您为array_ref指针分配了空间，但没有为它们指向的内容分配空间。

Answer 3

Try changing the following in setName()

 *array_ref[2] = array[0];
 *array_ref[3] = array[1];

to

*(*array_ref+2) = array[0];
*(*array_ref+3) = array[1];

This works.

Answer 4

array[1]->name is your problem. This should be (*array)[1].name . Notice how the two aren't equivalent. All the similar uses have the same problem, except for [0] , which accidentally does the right thing.
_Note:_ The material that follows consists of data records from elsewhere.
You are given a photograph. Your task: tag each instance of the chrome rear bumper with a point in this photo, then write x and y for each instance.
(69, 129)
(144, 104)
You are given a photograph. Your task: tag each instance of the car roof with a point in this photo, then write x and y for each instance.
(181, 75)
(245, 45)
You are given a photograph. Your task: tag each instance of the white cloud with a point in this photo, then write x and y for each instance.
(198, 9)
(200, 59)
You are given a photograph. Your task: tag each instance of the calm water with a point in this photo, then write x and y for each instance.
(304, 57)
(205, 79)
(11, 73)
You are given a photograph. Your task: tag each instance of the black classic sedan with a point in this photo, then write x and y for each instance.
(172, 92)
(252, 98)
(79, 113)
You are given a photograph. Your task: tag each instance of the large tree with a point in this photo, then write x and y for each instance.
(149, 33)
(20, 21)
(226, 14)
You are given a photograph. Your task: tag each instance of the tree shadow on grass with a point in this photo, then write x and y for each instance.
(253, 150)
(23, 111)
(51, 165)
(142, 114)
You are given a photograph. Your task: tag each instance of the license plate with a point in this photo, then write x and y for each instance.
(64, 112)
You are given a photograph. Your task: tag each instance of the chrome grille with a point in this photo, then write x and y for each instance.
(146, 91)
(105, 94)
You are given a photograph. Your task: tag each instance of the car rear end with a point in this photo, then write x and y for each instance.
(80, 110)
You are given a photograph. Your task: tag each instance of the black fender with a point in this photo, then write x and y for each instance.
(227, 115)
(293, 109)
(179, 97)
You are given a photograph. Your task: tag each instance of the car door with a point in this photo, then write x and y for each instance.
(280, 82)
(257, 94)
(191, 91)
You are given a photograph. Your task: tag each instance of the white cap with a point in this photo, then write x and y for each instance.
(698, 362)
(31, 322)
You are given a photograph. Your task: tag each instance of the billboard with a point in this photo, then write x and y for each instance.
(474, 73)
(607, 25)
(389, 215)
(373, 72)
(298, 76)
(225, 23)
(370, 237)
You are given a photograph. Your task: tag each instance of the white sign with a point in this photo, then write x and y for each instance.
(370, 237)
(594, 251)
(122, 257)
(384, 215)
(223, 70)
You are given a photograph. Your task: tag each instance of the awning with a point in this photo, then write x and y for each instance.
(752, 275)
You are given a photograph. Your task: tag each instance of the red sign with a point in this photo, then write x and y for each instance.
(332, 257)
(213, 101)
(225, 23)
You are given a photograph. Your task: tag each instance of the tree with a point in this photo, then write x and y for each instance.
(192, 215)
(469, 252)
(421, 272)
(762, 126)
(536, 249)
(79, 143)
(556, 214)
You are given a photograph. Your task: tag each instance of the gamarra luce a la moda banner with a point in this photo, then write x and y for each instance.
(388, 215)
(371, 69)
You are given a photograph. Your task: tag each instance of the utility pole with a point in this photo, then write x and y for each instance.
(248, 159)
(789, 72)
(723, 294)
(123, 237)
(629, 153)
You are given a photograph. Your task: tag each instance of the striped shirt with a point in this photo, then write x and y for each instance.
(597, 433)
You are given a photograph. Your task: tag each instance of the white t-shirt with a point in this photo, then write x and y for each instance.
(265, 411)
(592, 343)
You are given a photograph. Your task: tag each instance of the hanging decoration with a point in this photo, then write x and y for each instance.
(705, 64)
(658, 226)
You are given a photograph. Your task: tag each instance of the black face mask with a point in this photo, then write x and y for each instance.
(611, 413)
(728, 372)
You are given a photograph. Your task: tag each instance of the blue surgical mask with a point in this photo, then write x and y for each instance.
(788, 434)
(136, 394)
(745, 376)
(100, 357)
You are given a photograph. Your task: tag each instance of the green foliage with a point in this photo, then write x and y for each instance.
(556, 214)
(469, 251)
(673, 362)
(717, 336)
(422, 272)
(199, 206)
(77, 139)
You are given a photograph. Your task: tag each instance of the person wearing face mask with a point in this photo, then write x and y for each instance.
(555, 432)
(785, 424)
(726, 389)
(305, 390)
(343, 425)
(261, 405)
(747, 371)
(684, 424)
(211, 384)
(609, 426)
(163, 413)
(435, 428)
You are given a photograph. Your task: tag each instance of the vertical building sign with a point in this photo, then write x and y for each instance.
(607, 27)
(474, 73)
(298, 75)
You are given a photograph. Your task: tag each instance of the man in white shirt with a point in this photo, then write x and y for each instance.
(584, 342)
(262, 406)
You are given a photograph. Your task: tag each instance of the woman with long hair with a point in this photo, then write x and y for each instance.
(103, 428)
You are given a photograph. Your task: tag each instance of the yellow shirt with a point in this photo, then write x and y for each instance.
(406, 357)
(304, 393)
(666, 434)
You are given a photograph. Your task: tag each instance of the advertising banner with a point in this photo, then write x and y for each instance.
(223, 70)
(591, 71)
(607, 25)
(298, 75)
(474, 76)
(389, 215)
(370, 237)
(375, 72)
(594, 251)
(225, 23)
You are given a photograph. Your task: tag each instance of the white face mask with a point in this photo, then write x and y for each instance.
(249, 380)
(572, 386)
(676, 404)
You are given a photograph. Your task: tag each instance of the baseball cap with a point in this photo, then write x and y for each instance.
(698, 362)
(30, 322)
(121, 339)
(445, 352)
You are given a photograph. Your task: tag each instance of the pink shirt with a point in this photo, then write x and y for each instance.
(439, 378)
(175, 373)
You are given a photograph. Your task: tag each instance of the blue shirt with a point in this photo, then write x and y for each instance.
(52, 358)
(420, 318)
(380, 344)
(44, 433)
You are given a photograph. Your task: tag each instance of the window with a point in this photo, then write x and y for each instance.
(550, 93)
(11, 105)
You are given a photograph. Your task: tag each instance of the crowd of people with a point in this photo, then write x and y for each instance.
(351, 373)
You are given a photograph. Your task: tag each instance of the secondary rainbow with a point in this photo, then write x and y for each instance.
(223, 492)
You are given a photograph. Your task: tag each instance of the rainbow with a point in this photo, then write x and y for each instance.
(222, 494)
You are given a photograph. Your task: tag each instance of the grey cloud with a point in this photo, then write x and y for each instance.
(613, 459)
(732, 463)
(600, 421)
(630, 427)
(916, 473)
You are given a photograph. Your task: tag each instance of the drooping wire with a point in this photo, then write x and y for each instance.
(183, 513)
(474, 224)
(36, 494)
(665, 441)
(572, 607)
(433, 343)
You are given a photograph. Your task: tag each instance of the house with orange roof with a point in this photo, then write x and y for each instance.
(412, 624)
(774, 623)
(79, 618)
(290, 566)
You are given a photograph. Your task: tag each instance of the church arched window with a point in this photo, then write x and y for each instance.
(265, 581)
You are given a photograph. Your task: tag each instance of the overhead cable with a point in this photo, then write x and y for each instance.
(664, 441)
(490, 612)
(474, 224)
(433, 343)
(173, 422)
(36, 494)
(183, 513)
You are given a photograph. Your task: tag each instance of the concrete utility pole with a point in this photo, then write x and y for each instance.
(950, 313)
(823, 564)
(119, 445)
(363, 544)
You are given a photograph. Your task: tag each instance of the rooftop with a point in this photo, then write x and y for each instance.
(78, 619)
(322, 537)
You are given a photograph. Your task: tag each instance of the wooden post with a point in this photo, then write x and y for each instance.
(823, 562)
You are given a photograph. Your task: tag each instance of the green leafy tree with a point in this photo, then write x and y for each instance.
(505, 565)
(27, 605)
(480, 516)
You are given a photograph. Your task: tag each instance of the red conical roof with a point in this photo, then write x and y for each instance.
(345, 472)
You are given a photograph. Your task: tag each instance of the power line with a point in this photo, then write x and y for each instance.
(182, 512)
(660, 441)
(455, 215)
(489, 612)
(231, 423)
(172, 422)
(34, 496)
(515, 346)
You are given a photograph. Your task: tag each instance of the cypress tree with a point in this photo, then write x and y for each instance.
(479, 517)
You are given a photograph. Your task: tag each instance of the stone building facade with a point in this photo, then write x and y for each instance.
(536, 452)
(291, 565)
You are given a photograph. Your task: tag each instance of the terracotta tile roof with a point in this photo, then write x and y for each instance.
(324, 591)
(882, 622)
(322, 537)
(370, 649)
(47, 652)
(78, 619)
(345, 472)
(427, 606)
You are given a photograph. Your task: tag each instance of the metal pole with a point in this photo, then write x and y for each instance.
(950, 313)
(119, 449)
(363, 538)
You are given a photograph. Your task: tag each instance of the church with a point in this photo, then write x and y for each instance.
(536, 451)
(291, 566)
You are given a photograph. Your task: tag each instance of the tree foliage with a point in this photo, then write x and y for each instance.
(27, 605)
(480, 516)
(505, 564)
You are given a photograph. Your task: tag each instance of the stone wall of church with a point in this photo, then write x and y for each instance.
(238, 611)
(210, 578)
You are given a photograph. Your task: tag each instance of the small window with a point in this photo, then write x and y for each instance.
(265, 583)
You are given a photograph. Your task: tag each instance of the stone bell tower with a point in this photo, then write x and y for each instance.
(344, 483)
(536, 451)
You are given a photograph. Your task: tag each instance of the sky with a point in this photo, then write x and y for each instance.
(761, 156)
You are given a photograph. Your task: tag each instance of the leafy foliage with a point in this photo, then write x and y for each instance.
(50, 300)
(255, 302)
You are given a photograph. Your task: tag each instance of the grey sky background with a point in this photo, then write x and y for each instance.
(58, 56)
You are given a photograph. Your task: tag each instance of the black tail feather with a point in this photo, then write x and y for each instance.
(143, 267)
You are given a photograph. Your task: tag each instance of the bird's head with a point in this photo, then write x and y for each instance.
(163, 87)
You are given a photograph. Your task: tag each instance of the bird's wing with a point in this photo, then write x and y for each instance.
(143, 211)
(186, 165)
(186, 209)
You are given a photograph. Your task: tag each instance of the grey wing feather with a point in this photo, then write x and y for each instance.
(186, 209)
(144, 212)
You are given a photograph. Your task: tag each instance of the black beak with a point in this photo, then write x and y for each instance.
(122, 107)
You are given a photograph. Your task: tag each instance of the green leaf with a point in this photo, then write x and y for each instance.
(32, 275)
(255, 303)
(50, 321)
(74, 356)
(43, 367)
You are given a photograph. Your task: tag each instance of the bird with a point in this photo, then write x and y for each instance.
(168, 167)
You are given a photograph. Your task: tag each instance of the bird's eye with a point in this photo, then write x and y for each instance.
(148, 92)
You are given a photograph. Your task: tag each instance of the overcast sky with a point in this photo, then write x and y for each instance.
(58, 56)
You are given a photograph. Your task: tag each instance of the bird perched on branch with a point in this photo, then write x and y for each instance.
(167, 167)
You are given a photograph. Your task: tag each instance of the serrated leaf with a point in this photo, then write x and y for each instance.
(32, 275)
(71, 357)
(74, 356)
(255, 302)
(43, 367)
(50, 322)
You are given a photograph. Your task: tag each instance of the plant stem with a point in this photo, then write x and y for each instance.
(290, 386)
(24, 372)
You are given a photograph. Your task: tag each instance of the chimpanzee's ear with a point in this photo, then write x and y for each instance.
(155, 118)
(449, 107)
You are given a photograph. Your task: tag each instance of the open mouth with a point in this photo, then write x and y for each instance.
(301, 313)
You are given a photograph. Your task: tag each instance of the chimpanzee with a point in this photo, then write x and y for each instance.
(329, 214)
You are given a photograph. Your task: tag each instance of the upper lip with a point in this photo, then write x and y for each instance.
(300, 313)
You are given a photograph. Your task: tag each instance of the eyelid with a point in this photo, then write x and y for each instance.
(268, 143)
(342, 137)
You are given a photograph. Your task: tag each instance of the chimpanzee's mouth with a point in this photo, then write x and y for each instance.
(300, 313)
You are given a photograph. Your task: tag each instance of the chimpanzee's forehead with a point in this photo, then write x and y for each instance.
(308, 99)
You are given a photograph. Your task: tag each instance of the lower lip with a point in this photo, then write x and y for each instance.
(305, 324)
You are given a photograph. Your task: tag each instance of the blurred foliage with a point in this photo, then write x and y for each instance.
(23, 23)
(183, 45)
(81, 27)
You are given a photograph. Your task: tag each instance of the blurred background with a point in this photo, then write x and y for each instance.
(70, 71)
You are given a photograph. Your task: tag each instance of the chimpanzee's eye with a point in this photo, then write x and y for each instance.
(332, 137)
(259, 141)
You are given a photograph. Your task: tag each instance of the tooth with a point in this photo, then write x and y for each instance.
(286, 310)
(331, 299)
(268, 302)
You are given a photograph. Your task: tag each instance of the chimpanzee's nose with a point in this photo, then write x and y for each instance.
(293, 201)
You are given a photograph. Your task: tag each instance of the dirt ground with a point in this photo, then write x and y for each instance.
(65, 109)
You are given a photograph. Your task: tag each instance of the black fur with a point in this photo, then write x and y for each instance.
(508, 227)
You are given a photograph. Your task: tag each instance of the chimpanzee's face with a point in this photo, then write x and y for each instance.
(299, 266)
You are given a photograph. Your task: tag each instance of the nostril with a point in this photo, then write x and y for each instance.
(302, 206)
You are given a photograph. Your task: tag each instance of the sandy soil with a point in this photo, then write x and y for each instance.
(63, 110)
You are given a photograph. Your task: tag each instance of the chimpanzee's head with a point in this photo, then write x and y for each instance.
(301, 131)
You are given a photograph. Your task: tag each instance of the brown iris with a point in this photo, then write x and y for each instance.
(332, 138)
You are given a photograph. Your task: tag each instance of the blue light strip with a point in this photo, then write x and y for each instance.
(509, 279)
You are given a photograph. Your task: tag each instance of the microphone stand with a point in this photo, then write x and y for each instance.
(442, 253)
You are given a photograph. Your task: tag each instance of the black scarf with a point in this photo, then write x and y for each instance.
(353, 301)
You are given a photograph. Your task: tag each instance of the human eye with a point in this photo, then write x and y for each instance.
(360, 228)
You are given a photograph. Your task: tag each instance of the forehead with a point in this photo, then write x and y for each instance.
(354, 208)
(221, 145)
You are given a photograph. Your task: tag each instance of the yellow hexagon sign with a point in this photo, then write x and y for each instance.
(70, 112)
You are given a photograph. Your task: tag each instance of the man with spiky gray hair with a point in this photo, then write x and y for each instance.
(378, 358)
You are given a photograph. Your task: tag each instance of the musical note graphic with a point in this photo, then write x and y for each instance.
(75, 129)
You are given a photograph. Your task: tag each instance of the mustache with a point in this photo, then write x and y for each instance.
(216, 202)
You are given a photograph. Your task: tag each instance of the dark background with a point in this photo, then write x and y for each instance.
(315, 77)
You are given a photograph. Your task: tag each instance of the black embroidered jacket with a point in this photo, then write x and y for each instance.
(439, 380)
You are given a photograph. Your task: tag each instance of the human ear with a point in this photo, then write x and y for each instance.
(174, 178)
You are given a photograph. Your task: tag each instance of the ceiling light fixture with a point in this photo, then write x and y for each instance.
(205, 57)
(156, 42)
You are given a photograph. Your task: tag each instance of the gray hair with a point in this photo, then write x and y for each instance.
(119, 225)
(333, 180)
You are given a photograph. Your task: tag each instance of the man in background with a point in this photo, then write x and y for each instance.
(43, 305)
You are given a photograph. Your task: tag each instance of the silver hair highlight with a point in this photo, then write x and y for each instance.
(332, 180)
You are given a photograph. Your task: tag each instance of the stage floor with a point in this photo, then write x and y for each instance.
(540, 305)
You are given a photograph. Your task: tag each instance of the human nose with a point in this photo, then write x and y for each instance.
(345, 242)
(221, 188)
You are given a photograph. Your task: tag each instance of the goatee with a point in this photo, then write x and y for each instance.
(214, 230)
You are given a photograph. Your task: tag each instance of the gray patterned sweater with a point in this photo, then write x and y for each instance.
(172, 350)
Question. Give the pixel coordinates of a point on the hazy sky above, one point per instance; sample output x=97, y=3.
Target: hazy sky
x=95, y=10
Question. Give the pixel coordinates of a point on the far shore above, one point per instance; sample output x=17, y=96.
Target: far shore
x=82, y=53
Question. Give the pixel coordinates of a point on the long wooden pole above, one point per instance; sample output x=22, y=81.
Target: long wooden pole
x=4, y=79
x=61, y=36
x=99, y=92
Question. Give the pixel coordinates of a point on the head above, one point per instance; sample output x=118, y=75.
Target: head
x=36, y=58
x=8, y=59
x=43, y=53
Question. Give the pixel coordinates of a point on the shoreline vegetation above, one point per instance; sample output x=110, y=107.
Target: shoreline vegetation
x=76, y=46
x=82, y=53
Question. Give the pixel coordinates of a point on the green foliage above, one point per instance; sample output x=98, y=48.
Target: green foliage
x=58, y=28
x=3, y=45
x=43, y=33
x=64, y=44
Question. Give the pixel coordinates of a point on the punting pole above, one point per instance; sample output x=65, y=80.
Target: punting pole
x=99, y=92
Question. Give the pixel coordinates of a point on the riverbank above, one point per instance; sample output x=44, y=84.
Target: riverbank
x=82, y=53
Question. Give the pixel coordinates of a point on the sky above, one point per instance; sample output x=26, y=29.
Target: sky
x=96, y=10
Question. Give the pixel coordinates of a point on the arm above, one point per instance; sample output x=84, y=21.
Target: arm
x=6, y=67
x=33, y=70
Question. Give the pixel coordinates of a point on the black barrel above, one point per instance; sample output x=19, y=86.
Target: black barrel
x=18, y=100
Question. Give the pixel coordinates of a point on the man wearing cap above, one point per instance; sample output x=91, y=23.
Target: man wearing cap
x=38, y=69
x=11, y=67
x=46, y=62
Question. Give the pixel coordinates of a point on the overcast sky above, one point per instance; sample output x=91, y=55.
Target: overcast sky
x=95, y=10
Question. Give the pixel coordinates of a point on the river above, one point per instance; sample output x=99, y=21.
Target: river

Remember that array , the function parameter, isn't your array, it's a pointer to your array.

Answer 5

In functions like this I prefer code like:

int setName(person ** out_array, person ***out_array_ref) {
    person* array = malloc(5 * sizeof(person));
    person** array_ref = malloc(5 * sizeof(person*));
    array[0].name = strdup("Bob");
    array[1].name = strdup("Joseph");
    array[0].last_name = strdup("Robert");
    array[1].last_name = strdup("Clark");
    // I'm guessing this was your intent for array_ref, here:
    array_ref[2] = &array[0];
    array_ref[3] = &array[1];

    *out_array = out_array;
    *out_array_ref = array_ref;
    return 1;
}

Note that this catches both array[1]->name as noted by Roger Pate, and *array_ref[2] = array[0] as (almost) noted by Pavel - whose solution (*array_ref)[2] = array[0] assigns from an unallocated person* array[1] - both of which are hard to notice with the extra dereference.

Of course, I mostly do this because I use C++, and this increases exception safety ;).